As part of our postgraduate programmes we have a number of research active PhD students, they include:
Supervisor: Dr Chris Haywood and Dr Mary Brennan (SAGE Faculty)
I am Jhitsayarat Siripai from Thailand. After finishing my BA in 2005 and MA in 2007 in Journalism and Mass communication at Thammasat University in Thailand, I worked in the advertising and PR industries for three years as an account executive and PR consultant, then changed my career path to be a university lecturer in advertising and PR for three years then come to the UK for doing a PhD.
My research project is an interdisciplinary study between media and marketing. I am investigating how gender identity representations are being used in alcohol advertising in the context of globalisation and postmodernism. My aims are to explore how gender identities are being used to represent the brand identity, the hidden or semiotic meaning of the alcohol adverts as well as the advertising strategies being used, such as advertising appeal and execution, and how the audiences decode the adverts’ messages.

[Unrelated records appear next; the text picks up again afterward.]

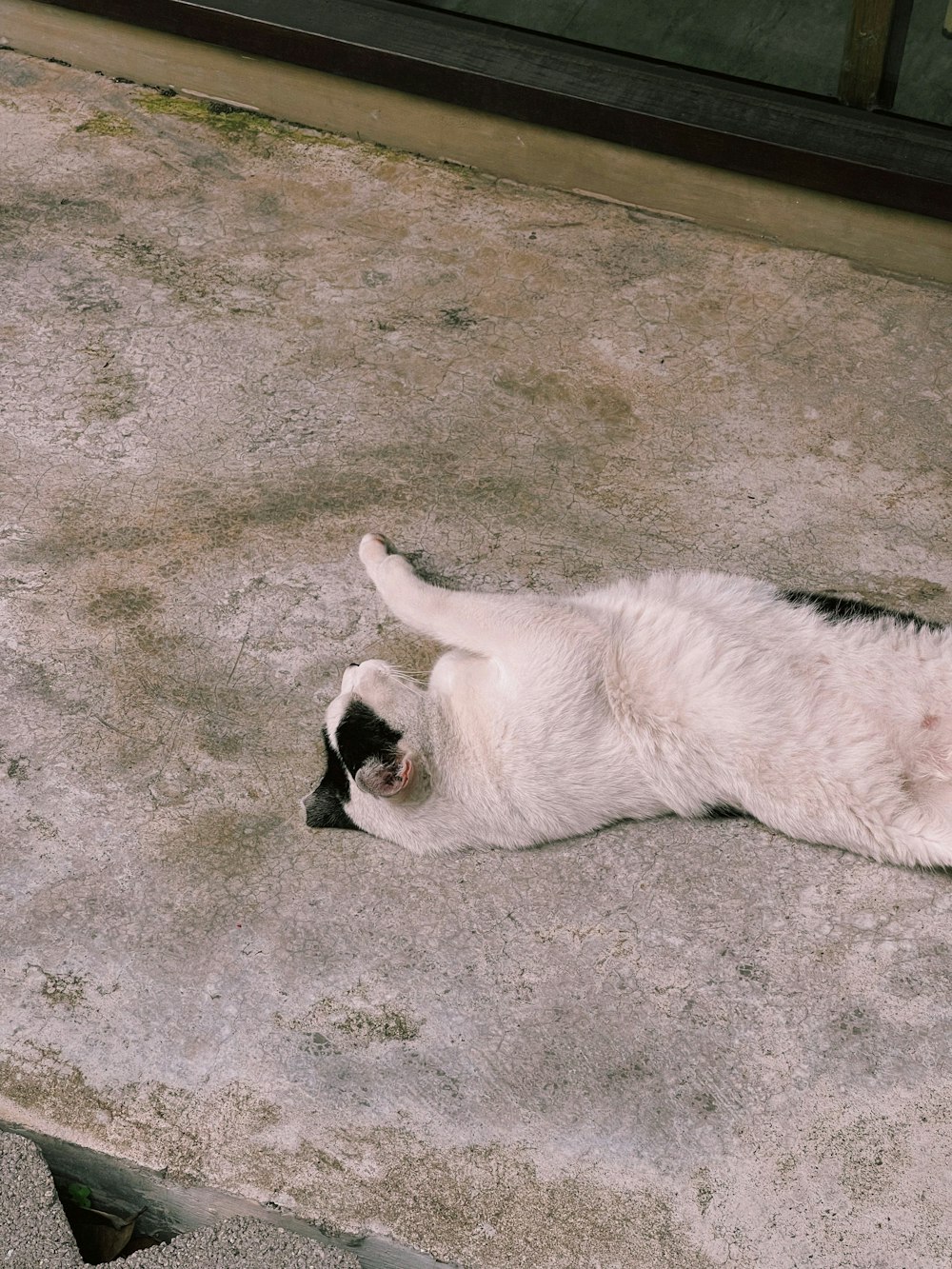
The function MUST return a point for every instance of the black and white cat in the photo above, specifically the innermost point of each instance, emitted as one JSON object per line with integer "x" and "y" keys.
{"x": 691, "y": 693}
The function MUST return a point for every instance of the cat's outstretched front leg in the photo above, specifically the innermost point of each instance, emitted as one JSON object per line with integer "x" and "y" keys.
{"x": 487, "y": 625}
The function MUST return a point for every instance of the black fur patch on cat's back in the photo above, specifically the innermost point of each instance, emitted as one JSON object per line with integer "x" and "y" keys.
{"x": 327, "y": 806}
{"x": 722, "y": 811}
{"x": 362, "y": 734}
{"x": 836, "y": 608}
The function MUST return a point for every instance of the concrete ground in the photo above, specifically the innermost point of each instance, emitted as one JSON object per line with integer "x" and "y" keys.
{"x": 228, "y": 347}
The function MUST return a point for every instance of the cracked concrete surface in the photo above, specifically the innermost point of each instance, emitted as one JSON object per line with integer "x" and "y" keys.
{"x": 228, "y": 347}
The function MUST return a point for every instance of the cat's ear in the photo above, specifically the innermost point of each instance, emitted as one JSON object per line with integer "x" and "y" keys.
{"x": 385, "y": 778}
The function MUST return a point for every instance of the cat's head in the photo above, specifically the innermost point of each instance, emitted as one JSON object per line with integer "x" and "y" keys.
{"x": 371, "y": 738}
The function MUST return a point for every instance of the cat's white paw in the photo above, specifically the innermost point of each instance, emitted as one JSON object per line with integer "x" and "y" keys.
{"x": 373, "y": 549}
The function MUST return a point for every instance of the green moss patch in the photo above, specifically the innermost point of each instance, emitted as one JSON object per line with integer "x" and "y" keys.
{"x": 232, "y": 122}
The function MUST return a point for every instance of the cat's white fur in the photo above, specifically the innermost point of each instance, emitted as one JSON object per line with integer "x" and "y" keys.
{"x": 554, "y": 716}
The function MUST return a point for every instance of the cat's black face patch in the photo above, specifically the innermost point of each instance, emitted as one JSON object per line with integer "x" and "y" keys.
{"x": 836, "y": 608}
{"x": 362, "y": 734}
{"x": 327, "y": 806}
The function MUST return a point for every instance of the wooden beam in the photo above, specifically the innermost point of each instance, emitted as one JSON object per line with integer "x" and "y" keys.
{"x": 864, "y": 53}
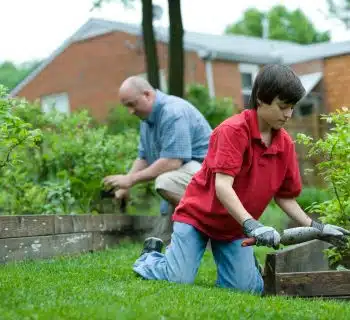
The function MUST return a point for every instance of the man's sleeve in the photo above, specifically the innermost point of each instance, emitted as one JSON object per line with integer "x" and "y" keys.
{"x": 141, "y": 146}
{"x": 227, "y": 147}
{"x": 176, "y": 138}
{"x": 291, "y": 186}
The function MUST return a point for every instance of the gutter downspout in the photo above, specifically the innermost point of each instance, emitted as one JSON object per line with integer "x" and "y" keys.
{"x": 208, "y": 56}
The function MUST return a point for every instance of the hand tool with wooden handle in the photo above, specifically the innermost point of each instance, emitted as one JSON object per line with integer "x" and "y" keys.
{"x": 291, "y": 236}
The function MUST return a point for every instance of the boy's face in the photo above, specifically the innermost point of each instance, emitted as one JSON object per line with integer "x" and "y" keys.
{"x": 275, "y": 114}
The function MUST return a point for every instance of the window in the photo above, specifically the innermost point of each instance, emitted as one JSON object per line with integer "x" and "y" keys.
{"x": 248, "y": 73}
{"x": 59, "y": 102}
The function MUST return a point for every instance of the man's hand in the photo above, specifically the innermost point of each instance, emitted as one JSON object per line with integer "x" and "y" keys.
{"x": 121, "y": 194}
{"x": 265, "y": 236}
{"x": 333, "y": 234}
{"x": 118, "y": 181}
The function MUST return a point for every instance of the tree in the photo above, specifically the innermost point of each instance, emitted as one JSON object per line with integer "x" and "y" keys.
{"x": 176, "y": 52}
{"x": 149, "y": 43}
{"x": 340, "y": 10}
{"x": 11, "y": 75}
{"x": 282, "y": 25}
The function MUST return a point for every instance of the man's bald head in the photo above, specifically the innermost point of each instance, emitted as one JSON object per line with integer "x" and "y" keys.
{"x": 138, "y": 96}
{"x": 138, "y": 84}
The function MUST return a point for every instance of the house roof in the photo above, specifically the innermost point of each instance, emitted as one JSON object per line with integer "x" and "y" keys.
{"x": 225, "y": 47}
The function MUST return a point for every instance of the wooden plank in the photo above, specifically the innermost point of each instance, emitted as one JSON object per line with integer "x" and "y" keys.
{"x": 143, "y": 223}
{"x": 307, "y": 256}
{"x": 24, "y": 226}
{"x": 40, "y": 247}
{"x": 311, "y": 284}
{"x": 87, "y": 223}
{"x": 36, "y": 225}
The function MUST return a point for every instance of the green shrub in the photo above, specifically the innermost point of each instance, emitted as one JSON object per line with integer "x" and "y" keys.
{"x": 64, "y": 173}
{"x": 215, "y": 110}
{"x": 334, "y": 167}
{"x": 15, "y": 133}
{"x": 311, "y": 196}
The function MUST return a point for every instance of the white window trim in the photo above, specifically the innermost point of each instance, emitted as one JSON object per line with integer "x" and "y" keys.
{"x": 252, "y": 69}
{"x": 55, "y": 96}
{"x": 249, "y": 68}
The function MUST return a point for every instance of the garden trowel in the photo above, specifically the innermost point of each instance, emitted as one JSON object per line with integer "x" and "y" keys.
{"x": 291, "y": 236}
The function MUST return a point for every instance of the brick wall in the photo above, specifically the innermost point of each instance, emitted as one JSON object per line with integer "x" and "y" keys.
{"x": 91, "y": 71}
{"x": 336, "y": 82}
{"x": 227, "y": 81}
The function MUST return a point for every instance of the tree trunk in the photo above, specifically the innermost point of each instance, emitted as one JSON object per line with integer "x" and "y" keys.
{"x": 149, "y": 43}
{"x": 176, "y": 54}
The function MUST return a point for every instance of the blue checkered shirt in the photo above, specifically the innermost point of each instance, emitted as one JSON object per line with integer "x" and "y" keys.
{"x": 174, "y": 129}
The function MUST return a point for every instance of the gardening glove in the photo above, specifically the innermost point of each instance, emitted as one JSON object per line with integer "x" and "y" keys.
{"x": 333, "y": 234}
{"x": 265, "y": 236}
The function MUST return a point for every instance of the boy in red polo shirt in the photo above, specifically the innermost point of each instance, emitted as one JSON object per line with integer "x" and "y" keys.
{"x": 251, "y": 160}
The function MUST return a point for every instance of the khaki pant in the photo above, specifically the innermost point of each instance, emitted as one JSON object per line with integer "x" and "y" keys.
{"x": 176, "y": 182}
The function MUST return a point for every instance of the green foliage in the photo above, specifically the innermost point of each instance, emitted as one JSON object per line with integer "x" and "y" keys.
{"x": 11, "y": 75}
{"x": 14, "y": 132}
{"x": 215, "y": 110}
{"x": 283, "y": 25}
{"x": 333, "y": 152}
{"x": 64, "y": 173}
{"x": 311, "y": 196}
{"x": 340, "y": 10}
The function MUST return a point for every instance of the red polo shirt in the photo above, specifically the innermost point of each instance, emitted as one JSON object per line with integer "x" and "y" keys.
{"x": 261, "y": 173}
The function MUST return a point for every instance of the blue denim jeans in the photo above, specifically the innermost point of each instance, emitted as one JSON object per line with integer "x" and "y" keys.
{"x": 235, "y": 264}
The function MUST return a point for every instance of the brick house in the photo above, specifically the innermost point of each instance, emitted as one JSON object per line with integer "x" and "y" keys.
{"x": 87, "y": 69}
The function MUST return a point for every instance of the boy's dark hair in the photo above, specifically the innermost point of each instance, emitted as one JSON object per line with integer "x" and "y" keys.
{"x": 276, "y": 81}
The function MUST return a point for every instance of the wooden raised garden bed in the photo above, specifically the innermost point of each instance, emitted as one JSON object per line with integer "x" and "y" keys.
{"x": 46, "y": 236}
{"x": 303, "y": 271}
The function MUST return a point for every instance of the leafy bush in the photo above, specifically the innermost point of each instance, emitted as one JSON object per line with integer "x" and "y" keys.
{"x": 311, "y": 196}
{"x": 334, "y": 166}
{"x": 64, "y": 173}
{"x": 215, "y": 110}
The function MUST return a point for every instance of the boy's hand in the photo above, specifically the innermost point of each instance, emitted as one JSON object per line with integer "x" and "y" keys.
{"x": 265, "y": 236}
{"x": 333, "y": 234}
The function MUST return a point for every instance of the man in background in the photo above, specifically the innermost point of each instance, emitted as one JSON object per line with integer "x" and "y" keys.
{"x": 174, "y": 139}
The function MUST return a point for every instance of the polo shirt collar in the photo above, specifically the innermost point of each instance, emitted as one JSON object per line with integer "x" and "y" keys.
{"x": 277, "y": 144}
{"x": 158, "y": 102}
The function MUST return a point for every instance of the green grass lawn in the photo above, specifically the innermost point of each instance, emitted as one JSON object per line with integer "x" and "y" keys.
{"x": 102, "y": 285}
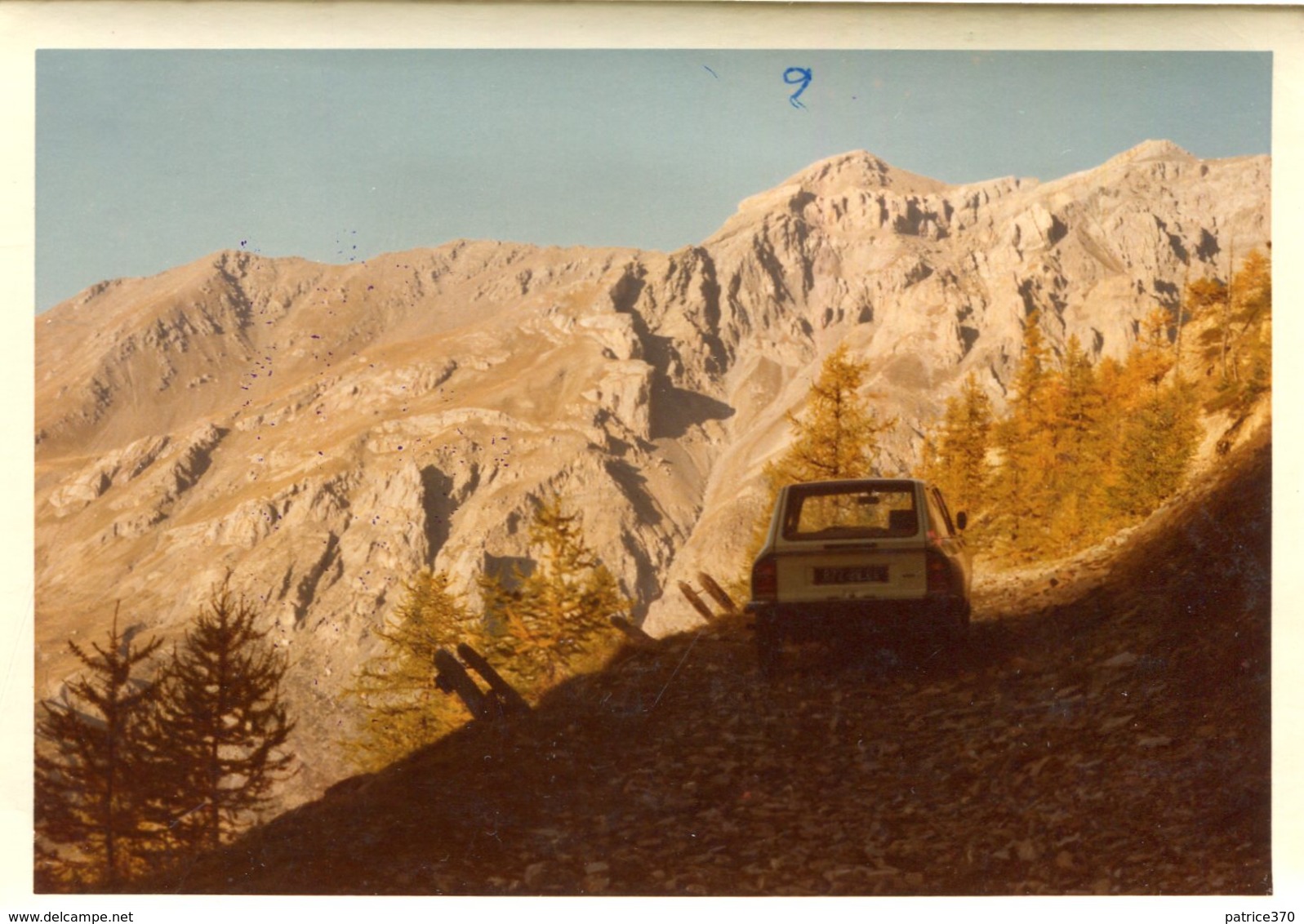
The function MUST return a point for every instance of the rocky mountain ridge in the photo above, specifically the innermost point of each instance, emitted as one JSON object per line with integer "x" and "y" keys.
{"x": 323, "y": 432}
{"x": 1106, "y": 730}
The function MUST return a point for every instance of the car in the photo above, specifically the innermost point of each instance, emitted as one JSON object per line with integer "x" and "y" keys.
{"x": 844, "y": 557}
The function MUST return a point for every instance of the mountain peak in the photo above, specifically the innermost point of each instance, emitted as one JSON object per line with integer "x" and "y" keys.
{"x": 860, "y": 170}
{"x": 1153, "y": 150}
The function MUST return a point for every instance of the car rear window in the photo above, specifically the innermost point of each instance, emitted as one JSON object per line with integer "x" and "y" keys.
{"x": 867, "y": 511}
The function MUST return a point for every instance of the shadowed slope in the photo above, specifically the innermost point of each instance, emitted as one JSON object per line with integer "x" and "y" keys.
{"x": 1106, "y": 731}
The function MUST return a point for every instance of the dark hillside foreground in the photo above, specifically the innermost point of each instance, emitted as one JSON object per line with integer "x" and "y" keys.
{"x": 1106, "y": 731}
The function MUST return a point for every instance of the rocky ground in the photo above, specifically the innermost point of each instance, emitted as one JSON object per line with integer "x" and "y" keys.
{"x": 1105, "y": 731}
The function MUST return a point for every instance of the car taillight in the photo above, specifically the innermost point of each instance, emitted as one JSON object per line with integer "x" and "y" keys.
{"x": 939, "y": 575}
{"x": 764, "y": 579}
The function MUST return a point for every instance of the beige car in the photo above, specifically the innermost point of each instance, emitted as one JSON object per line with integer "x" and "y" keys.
{"x": 843, "y": 557}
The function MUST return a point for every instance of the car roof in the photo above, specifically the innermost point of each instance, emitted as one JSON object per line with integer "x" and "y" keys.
{"x": 860, "y": 482}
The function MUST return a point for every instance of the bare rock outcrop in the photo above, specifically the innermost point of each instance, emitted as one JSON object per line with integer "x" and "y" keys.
{"x": 321, "y": 433}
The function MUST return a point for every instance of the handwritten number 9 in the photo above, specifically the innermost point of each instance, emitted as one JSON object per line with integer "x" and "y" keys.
{"x": 794, "y": 76}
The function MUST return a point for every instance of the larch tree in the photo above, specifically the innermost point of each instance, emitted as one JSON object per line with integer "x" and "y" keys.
{"x": 402, "y": 710}
{"x": 91, "y": 784}
{"x": 222, "y": 723}
{"x": 1026, "y": 438}
{"x": 836, "y": 436}
{"x": 553, "y": 620}
{"x": 956, "y": 459}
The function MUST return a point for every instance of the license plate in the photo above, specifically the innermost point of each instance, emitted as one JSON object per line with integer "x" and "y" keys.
{"x": 865, "y": 574}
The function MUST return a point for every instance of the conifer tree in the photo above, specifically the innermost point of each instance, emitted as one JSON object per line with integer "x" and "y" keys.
{"x": 402, "y": 709}
{"x": 1081, "y": 464}
{"x": 91, "y": 793}
{"x": 1247, "y": 338}
{"x": 556, "y": 620}
{"x": 836, "y": 436}
{"x": 838, "y": 433}
{"x": 1028, "y": 438}
{"x": 957, "y": 456}
{"x": 222, "y": 725}
{"x": 1158, "y": 443}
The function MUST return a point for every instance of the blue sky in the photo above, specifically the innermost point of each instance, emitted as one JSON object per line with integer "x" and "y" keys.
{"x": 150, "y": 159}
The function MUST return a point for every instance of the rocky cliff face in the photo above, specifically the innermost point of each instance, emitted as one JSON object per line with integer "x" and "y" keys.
{"x": 323, "y": 432}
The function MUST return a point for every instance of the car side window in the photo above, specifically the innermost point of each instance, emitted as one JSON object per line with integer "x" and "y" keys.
{"x": 939, "y": 513}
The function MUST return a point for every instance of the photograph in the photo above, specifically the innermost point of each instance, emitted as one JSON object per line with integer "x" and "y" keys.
{"x": 685, "y": 464}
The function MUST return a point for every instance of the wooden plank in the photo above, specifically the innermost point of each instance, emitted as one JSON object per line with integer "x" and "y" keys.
{"x": 508, "y": 696}
{"x": 452, "y": 678}
{"x": 698, "y": 604}
{"x": 718, "y": 593}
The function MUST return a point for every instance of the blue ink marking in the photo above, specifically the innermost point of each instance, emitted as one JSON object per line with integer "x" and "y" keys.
{"x": 797, "y": 76}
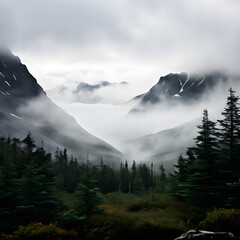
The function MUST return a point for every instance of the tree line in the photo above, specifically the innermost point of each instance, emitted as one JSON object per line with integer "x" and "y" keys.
{"x": 32, "y": 180}
{"x": 209, "y": 175}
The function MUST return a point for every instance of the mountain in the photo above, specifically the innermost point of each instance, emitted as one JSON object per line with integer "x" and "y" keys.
{"x": 24, "y": 107}
{"x": 164, "y": 146}
{"x": 180, "y": 87}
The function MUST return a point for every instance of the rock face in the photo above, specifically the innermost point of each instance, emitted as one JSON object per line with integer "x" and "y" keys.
{"x": 202, "y": 235}
{"x": 24, "y": 107}
{"x": 180, "y": 87}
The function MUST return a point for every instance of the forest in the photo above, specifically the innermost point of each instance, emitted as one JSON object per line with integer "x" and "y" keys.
{"x": 56, "y": 196}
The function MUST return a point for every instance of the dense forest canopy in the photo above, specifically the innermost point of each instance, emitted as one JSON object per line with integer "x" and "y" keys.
{"x": 32, "y": 180}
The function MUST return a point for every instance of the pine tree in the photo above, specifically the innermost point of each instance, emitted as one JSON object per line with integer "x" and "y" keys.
{"x": 162, "y": 179}
{"x": 124, "y": 175}
{"x": 230, "y": 137}
{"x": 30, "y": 145}
{"x": 132, "y": 177}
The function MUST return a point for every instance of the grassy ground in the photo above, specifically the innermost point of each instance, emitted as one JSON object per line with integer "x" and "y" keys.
{"x": 128, "y": 216}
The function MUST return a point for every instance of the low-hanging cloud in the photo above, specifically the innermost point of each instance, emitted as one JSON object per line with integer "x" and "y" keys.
{"x": 158, "y": 36}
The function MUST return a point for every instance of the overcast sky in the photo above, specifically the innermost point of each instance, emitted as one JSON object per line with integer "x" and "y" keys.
{"x": 121, "y": 40}
{"x": 137, "y": 41}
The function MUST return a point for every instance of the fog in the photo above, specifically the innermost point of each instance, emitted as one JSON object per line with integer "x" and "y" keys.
{"x": 119, "y": 40}
{"x": 125, "y": 130}
{"x": 68, "y": 42}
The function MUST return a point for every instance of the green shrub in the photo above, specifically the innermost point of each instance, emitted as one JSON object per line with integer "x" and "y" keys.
{"x": 145, "y": 205}
{"x": 222, "y": 220}
{"x": 38, "y": 231}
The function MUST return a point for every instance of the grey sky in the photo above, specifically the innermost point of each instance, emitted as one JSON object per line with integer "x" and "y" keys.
{"x": 121, "y": 40}
{"x": 69, "y": 41}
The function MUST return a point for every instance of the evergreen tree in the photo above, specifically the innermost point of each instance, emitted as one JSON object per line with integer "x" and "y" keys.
{"x": 124, "y": 176}
{"x": 30, "y": 145}
{"x": 230, "y": 137}
{"x": 133, "y": 176}
{"x": 88, "y": 194}
{"x": 163, "y": 178}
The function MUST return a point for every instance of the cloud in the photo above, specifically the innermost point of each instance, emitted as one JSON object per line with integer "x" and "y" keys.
{"x": 177, "y": 35}
{"x": 79, "y": 92}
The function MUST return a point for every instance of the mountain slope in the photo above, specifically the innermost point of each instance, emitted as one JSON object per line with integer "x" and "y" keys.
{"x": 180, "y": 88}
{"x": 24, "y": 107}
{"x": 164, "y": 146}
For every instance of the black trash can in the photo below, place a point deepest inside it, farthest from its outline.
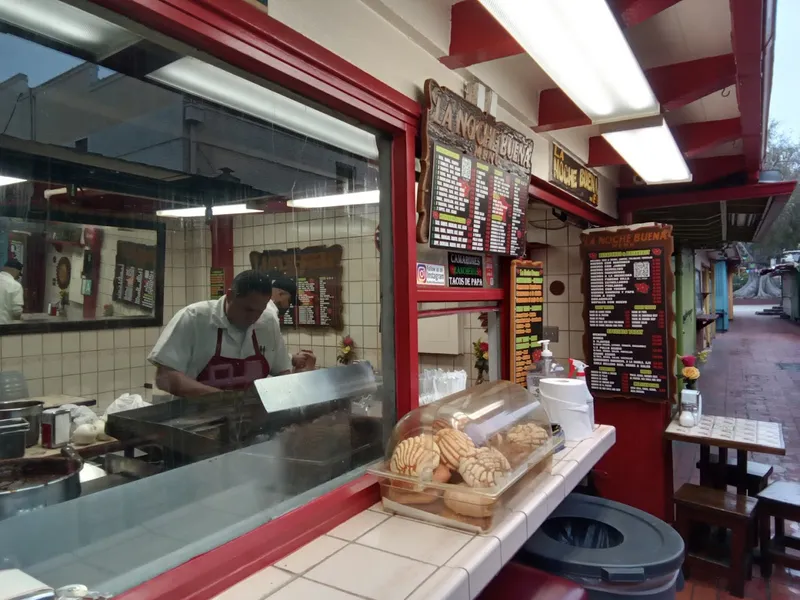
(614, 551)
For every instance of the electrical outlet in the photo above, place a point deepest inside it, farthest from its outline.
(550, 333)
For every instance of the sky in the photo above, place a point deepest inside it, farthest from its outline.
(785, 103)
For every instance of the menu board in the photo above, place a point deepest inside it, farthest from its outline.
(628, 284)
(473, 187)
(527, 324)
(317, 274)
(475, 206)
(135, 275)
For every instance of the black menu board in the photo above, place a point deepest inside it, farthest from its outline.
(135, 274)
(527, 325)
(317, 274)
(627, 284)
(475, 206)
(473, 187)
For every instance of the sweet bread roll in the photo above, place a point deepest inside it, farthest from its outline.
(486, 468)
(454, 445)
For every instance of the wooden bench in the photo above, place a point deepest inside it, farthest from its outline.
(758, 474)
(694, 505)
(780, 501)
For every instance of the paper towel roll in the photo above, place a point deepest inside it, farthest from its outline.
(572, 391)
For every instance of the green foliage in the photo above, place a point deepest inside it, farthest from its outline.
(783, 154)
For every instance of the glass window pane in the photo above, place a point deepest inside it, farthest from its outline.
(129, 183)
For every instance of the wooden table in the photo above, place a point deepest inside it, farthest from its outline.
(729, 433)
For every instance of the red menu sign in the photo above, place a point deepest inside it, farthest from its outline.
(627, 285)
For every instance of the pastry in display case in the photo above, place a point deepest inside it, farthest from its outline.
(456, 461)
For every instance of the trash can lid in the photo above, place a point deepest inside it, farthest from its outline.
(604, 540)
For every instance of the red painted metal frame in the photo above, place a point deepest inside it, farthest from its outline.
(692, 139)
(633, 12)
(550, 194)
(247, 38)
(674, 85)
(742, 192)
(476, 37)
(441, 312)
(750, 21)
(704, 170)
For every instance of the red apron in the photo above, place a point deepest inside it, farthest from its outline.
(234, 373)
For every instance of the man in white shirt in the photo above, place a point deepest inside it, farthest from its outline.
(223, 344)
(11, 296)
(284, 295)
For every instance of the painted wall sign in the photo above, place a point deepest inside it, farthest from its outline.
(572, 177)
(473, 188)
(527, 323)
(627, 284)
(428, 274)
(464, 270)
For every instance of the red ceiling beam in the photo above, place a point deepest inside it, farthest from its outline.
(693, 139)
(752, 49)
(633, 12)
(742, 192)
(674, 85)
(704, 170)
(476, 37)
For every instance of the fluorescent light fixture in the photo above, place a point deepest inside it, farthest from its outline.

Interestingly, alcohol advertising in the context of Thailand has a lot of social and cultural constraints such as state regulations and controls regarding alcohol adverts in the media, although consumptions still keeps increasing gradually. In terms of the theoretical frameworks, globalisation theory and the notion of postmodernism are applied to explain these phenomenon.
Supervisors: Dr Darren Kelsey and Dr John Richardson (Loughborough University)
After I studied English language and literature for my undergraduate degree at Damascus University in 2006, I worked as an English tutor at the same university. In 2009, I was granted a scholarship from Damascus University to pursue my higher studies in the United Kingdom. I completed my MA in Applied Linguistics and TESOL in Newcastle University. My Master research explored language change in the Damascene variety of spoken Arabic. My current PhD research focuses on the discourse of the Middle Eastern news corporations with bilingual services, Arabic and English, when covering the current affairs and conflicts in the region of the Middle East. Many studies have looked at the discourses of big news corporations, such as CNN and BBC. Nevertheless, the current literature shows little interest in examining Middle Eastern news corporations covering these conflicts, and in these few studies, the research compares between Western and Middle Eastern news discourses. I chose Aljazeera because it has proved to be the most prominent and successful Middle Eastern news corporation and it has two services both in Arabic and English with two different teams of staff. My case study is Aljazeera’s coverage of the leaks of the Palestine papers; Palestinian/Israeli negotiation documents over the last decade. So I am looking at how Aljazeera is constructing its Arabic and English online news discourses in accordance with the ideologies of the target audience (lexically, visually, contextually, hyper textually etc..). I am drawing on the work of van Dijk, Fairclough, Richardson, Wodak etc..) and I am exploring the textual/multimodal level of the discourse, discursive practices and social relationships, and thus seeking to shed the light on inequalities in power relations in news production. The methodology of this research aims to use triangulation as a combining approach of a quantitative method (content analysis), and two qualitative methods (critical discourse analysis and multimodal analysis).
Supervisors: Dr Liviu Popoviciu & Dr Majid KhosraviNik
I completed my BA Hons in Journalism and Mass Communication in 2003 at Thammasat University in Thailand. My first career path was in an international media agency where I worked as media planner for three years. I used to be a freelance as TV script writer in documentary and variety show programs. I then decided to study for an MA in Mass Communication at Chulalongkorn University in Thailand completed it in 2008 (my thesis is titled “Children and television literacy”). While I was studying for my MA, I worked as a teaching assistant and radio anchor for a year. I still keep working in media production at Kantana Group Public Company Limited. I was appointed as a lecturer at Naresuan University in 2010 and I have taught TV script writing, feature writing, introduction to television and news reporting. I also conducted two research projects: “War Journalism or Peace Journalism in 2010 and Photo Ethics Journalism: Political News in 2011. After these I was granted a scholarship to pursue my PhD at Newcastle University.
My research looks at the cultural effects of Thai soap operas on Laotians in Lao and Laotian immigrants in the UK. Since Thailand's borders are connected with Laos, so it is inevitable that TV signals should cross these borders and the population on both sides can receive TV signals of both countries. Also, the global media and digital technology allows these programmes to be viewed in other parts of the world by diasporic groups. TV messages are usually not intended for audiences of other countries, but for the people within the country itself. Therefore, the messages can become acts of cross-cultural communication. The research will focus on Thai media’s impact on foreign audiences and will investigate the effect of Thai media on neighbouring countries in relation to the development of local media and the identity formation of ethnic and diasporic groups.